While liberty needs to be guarded by the rule of law, it will dwindle and perish under regulation.

The more a nation is regulated and organized, the less liberty the people have. A society highly organized and regulated by government is an unfree society.

The United States is becoming ever less free. Its successive governments have become increasingly regulatory, or to put it another way, increasingly Leftist. The trend was interrupted and to some extent reversed by the presidency of Ronald Reagan. When he left office, the decay of liberty resumed. In the last eight years, President Obama – a firm believer in regulatory government – has all too often imposed his personal will by dictatorial executive order. In doing so, he acted as an enemy of the country he presided over.

The great Sovietologist, Robert Conquest, noted that there are “Three Laws of Politics”.

John Derbyshire recently recalled them, writing at National Review:

1. Everyone is conservative about what he knows best.

2. Any organization not explicitly and constitutionally right-wing will sooner or later become left-wing.

3. The behavior of any bureaucratic organization can best be understood by assuming that it is controlled by a secret cabal of its enemies.

And he adds:

Of the Second Law, Conquest gave the Church of England and Amnesty International as examples.

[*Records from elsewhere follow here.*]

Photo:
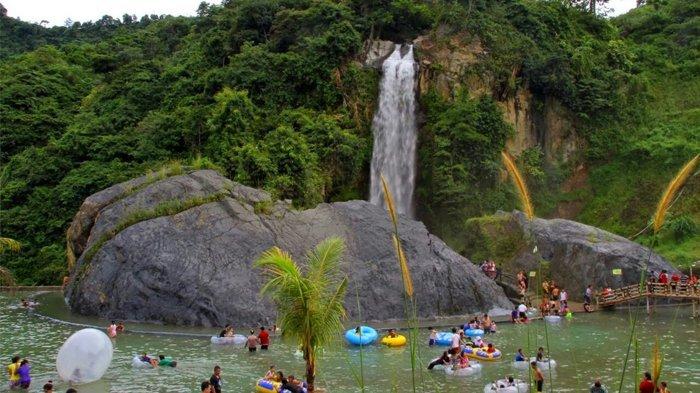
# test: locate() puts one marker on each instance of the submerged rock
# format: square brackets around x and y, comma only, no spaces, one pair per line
[195,267]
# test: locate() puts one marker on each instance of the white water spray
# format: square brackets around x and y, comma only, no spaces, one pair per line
[395,130]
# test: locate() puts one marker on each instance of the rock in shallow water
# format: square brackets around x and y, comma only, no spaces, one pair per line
[195,267]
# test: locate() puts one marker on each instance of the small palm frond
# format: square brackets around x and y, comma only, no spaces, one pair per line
[389,200]
[405,272]
[519,182]
[324,260]
[6,278]
[400,256]
[671,190]
[657,362]
[9,244]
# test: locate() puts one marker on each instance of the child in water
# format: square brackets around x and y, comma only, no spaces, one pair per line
[463,360]
[112,330]
[271,375]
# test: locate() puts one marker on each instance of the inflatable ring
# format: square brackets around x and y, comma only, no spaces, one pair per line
[398,341]
[136,362]
[443,339]
[552,318]
[503,386]
[481,354]
[473,332]
[237,339]
[366,336]
[545,364]
[265,386]
[473,368]
[521,365]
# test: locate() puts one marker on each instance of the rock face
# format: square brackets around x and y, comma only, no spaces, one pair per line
[578,254]
[195,267]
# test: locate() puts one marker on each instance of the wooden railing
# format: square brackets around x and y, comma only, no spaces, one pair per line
[651,290]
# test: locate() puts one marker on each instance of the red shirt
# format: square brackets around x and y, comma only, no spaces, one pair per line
[264,337]
[646,386]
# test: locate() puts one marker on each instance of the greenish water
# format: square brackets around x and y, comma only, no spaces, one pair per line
[588,347]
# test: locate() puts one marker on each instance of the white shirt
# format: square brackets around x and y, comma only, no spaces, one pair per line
[455,340]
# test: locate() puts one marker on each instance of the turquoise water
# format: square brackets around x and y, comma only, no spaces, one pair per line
[588,347]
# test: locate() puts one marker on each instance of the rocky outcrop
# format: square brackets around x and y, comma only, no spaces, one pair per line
[574,254]
[195,267]
[457,61]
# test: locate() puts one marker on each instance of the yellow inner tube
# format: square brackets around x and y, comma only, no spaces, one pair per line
[397,341]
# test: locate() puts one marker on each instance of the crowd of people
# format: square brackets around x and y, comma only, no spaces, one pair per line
[19,376]
[489,268]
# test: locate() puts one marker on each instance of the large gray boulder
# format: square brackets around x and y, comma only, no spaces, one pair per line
[578,255]
[195,267]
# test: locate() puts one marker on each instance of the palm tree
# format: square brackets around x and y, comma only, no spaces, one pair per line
[309,302]
[5,274]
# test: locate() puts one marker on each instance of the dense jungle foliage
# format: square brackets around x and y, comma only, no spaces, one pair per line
[271,93]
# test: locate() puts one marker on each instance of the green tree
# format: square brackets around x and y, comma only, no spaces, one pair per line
[309,300]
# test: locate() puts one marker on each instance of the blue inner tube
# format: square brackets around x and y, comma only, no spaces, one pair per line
[367,336]
[473,332]
[444,338]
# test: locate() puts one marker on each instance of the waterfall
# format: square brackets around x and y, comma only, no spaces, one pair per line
[394,128]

Of the Third, he noted that a bureaucracy sometimes actually IS controlled by a secret cabal of its enemies – e.g. the postwar British secret service.

As the most historically important example of the Second Law, we can now add the United States of America.

Excellent as the US Constitution is, it has not kept governments from the fatal tendency.

The Democratic Party has become a wholly left-wing organization. If the Democratic nominee, Hillary Clinton, is elected to the presidency in 2016, the people will lose such liberty as remains to them.